Jeffrey Epstein sympathized with Brett Kavanaugh during the then-supreme court nominee’s contentious 2018 confirmation and even suggested Republicans should have been harder on Christine Blasey Ford, who had accused Kavanaugh of sexual assault.
Emails and text messages released by the Department of Justice show Epstein was closely monitoring the confirmation and seemed to believe that Ford’s allegation of sexual assault could derail the process.
Epstein told one person, whose name was redacted, on 22 September 2018 “Ive sat in Kavanaugh chair. Im thinking of November.” The meaning of the November reference is not clear.
Epstein called the pending judiciary hearing “a trap!”, adding “Iye [sic] been through many of these. MANY!! She will cry, make sordid allegations. Say she feels bullied, fearful, traumatized. Every thing bad in her life was s result of the rape attempt. Suffered anxiety! Her relationships with men etc. this is a very special skill set needed.”

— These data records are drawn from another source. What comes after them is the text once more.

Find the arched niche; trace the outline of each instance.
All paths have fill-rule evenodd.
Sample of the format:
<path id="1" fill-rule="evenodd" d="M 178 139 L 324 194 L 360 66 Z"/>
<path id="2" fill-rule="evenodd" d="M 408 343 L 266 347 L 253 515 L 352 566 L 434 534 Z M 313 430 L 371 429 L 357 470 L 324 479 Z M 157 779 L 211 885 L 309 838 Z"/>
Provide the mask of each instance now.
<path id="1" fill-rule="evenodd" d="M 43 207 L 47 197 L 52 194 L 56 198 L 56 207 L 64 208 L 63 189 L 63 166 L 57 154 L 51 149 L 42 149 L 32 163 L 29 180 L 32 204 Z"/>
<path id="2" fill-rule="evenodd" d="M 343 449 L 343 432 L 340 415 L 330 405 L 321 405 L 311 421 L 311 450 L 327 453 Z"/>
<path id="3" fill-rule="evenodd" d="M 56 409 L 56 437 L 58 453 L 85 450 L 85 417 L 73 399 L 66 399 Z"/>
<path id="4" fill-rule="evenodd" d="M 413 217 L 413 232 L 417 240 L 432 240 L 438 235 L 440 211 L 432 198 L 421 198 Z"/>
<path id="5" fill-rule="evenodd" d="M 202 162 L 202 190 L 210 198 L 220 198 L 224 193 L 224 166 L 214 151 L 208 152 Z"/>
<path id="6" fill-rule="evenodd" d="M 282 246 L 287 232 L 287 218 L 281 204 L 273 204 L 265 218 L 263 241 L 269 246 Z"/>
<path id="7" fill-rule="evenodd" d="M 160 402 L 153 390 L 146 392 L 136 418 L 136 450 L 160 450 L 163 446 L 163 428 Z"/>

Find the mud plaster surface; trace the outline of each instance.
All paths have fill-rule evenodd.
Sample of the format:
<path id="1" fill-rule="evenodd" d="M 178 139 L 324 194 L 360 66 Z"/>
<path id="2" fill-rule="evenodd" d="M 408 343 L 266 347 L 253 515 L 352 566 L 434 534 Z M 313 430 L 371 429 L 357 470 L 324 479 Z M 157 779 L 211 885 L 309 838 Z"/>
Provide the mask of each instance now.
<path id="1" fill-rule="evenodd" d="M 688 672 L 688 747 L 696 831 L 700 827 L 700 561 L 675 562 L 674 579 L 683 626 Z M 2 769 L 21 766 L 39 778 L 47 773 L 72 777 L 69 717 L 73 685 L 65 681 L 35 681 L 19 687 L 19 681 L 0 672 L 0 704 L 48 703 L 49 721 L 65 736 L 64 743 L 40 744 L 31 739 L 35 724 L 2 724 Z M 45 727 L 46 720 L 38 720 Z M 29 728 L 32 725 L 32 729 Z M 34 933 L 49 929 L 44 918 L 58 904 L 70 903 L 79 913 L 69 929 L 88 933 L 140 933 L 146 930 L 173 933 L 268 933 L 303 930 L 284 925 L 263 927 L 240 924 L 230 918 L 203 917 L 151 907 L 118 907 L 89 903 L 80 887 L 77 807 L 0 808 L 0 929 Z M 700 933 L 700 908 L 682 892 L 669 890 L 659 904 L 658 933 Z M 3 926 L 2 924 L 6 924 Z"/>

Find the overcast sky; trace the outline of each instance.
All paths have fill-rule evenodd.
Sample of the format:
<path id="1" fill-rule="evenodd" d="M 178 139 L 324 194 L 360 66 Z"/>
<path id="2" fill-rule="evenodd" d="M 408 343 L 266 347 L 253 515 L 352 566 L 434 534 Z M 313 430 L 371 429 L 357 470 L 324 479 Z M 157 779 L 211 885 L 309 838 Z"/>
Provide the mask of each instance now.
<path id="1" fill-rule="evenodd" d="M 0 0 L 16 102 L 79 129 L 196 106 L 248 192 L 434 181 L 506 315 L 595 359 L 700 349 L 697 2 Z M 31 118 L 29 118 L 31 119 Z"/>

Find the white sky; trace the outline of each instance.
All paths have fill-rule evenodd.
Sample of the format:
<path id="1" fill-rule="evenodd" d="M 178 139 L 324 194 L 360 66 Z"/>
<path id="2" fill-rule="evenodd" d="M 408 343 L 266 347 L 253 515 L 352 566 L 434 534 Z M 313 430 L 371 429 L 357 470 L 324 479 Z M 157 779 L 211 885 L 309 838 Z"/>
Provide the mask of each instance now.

Ford, a psychology professor at Palo Alto University who grew up in the Washington DC suburbs, delivered gripping and harrowing Senate testimony on 26 September 2018, in which she alleged under oath how a “visibly drunk” Kavanaugh had pinned her on a bed, groped and ground against her, and tried to take off her clothes during a gathering in the summer of 1982. Both were teenagers.